Selama ini aku tak punya hal yang benar-benar aku suka. Saat Ibu berkata aku mahir dalam sesuatu aku hanya belajar hal itu tanpa menikmatinya. Sama halnya dengan piano, basket, dan sains. Mereka bilang aku berbakat tapi yang kurasakan hanya kosong. Ku fikir aku akan terus merasa kosong, tapi siang itu untuk pertama kalinya aku merasakan sensasi paling aneh. Entah kenapa aku merasa sangat menikmati, nyaman, dan ingin mengulanginya lagi.
Nama kelasku dipanggil oleh pembawa acara. Theo menepuk punggungku sebelum berjalan mengikuti Jimmy yang sudah lebih dulu sampai ke atas panggung.
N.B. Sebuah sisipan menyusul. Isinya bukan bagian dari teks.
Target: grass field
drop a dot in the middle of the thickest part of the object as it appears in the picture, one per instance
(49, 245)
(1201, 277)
Aku menjadi orang terakhir yang sampai dan segera memposisikan diri di balik keyboard.
Sorak sorai sudah terdengar, mengelu-elukan nama Theo. Benar kata Ara, semua siswi di depan panggung ini adalah fans Theo. Pada kondisi ini, fakta ketampanan Theo dan kepopulerannya sebagai anggota band sangat merugikanku. Fans-fansnya membuatku meneguk ludah gugup.
Dapatkah aku bernyanyi dengan kondisi gugup begini?
Theo mengalungkan gitar lalu tersenyum dan melambai pada fans-fannya. Hanya hal kecil, tapi malah membuat para sisiwi itu berteriak makin histeris. Bahkan aku melihat banyak siswi yang berlarian dari dalam kelas mereka lalu ikut bergabung berdiri didepan panggung.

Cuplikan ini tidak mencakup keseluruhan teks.